A literature review identified six HPV vaccination models suitable for low-income and middle-income country use and representative of the literature in terms of provenance and model structure. Each model was adapted by its developers using standardised data sets representative of two hypothetical developing countries (a low-income country with no screening and a middle-income country with limited screening). Model predictions before and after vaccination of adolescent girls were compared in terms of HPV prevalence and cervical cancer incidence, as was the incremental cost-effectiveness ratio of vaccination under different scenarios.

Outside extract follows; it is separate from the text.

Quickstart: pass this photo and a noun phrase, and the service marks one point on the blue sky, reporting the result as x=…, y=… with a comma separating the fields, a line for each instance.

None of the models perfectly reproduced the standardised data set provided to the model developers. However, they agreed that large decreases in type 16/18 HPV prevalence and cervical cancer incidence are likely to occur following vaccination. Apart from the Thai model (in which vaccine and non-vaccine HPV types were combined), vaccine-type HPV prevalence dropped by 75% to 100%, and vaccine-type cervical cancer incidence dropped by 80% to 100% across the models (averaging over age groups). The most influential factors affecting cost effectiveness were the discount rate, duration of vaccine protection, vaccine price and HPV prevalence. Demographic change, access to treatment and data resolution were found to be key issues to consider for models in developing countries.
The results indicated the usefulness of considering results from several models and sets of modelling assumptions in decision making. Modelling groups were prepared to share their models and expertise to work with stakeholders in developing countries.